5. WIE SIND FIBREX TABLETTEN AUFZUBEWAHREN?

Bewahren Sie dieses Arzneimittel für Kinder unzugänglich auf. Sie dürfen dieses Arzneimittel nach dem auf der Blisterpackung und dem Umkarton nach „Verwendbar bis“ angegebenen Verfalldatum nicht mehr verwenden. Das Verfalldatum bezieht sich auf den letzten Tag des angegebenen Monats. Entsorgen Sie Arzneimittel nicht im Abwasser oder Haushaltsabfall. Fragen Sie Ihren Apotheker, wie das Arzneimittel zu entsorgen ist, wenn Sie es nicht mehr verwenden. Sie tragen damit zum Schutz der Umwelt bei.

6. INHALT DER PACKUNG UND WEITERE INFORMATIONEN

Was Fibrex Tabletten enthalten:
Die Wirkstoffe sind Acetylsalicylsäure (Ph. Eur.) und Paracetamol. 1 Tablette enthält 300 mg Acetylsalicylsäure (Ph. Eur.) und 200 mg Paracetamol. Die sonstigen Bestandteile sind: Mikrokristalline Cellulose, Maisstärke, vorverkleisterte Maisstärke, Poly(O-carboxymethyl)stärke, Natriumsalz, hochdisperses Siliciumdioxid, Stearinsäure. Fibrex Tabletten sind laktosefrei. Sie sind daher auch für Patienten mit bekannter Laktoseintoleranz geeignet.

Wie Fibrex Tabletten aussehen und Inhalt der Packung:
Fibrex Tabletten sind weiße bis fast weiße, bikonvexe Tabletten mit Facette und einseitiger „F“-Prägung in Blisterpackungen (kindergesicherte Verpackung). Fibrex Tabletten sind in Packungen zu 20 Tabletten erhältlich.
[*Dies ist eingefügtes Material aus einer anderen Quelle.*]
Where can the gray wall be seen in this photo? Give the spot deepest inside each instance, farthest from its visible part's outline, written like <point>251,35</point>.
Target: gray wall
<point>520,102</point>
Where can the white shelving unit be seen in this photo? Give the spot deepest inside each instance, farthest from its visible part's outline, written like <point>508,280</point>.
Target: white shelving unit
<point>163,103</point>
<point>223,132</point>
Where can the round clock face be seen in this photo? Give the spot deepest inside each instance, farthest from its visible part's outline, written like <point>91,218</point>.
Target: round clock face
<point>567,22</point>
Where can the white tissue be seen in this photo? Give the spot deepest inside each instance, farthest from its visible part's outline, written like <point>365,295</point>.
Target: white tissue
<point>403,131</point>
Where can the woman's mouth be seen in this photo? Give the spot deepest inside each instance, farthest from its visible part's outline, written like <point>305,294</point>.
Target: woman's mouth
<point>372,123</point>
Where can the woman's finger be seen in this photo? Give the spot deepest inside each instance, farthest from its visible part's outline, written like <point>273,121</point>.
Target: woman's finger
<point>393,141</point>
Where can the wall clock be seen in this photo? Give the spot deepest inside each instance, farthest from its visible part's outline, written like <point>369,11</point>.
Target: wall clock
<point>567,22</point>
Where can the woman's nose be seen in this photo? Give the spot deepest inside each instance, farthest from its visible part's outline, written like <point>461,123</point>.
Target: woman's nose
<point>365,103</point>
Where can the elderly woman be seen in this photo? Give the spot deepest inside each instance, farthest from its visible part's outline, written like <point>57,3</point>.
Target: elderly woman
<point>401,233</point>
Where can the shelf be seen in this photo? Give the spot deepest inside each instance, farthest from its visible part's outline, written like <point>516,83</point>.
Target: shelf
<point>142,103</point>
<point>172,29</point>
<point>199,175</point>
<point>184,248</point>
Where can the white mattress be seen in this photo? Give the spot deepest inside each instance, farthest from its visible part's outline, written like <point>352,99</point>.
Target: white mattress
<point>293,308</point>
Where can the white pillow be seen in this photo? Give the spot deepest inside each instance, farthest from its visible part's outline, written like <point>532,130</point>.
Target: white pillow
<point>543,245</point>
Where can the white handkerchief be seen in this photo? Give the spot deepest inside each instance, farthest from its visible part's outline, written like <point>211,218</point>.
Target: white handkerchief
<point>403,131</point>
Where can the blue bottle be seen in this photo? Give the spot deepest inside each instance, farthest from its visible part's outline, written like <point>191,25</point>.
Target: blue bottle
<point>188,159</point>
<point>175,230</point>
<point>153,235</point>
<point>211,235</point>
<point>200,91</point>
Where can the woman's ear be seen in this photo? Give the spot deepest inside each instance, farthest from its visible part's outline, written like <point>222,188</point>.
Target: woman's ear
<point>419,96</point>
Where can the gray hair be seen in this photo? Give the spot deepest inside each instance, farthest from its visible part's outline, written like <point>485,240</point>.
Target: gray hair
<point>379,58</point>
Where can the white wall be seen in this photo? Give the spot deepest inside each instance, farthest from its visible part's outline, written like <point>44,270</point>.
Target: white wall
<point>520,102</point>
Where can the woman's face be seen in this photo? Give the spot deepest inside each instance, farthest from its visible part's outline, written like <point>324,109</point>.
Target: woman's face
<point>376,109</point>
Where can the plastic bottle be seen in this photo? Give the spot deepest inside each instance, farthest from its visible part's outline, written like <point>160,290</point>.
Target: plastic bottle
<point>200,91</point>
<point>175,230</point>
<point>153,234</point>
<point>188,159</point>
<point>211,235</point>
Pharmazeutischer Unternehmer und Hersteller:
BERLIN-CHEMIE AG
Glienicker Weg 125
12489 Berlin
Deutschland

Diese Gebrauchsinformation wurde zuletzt im Februar 2015 überarbeitet.

Quelle: Angaben der Packungsbeilage
Stand: 01/2018

Anwendungsgebiete: bei akuten leichten bis mäßig starken Schmerzen.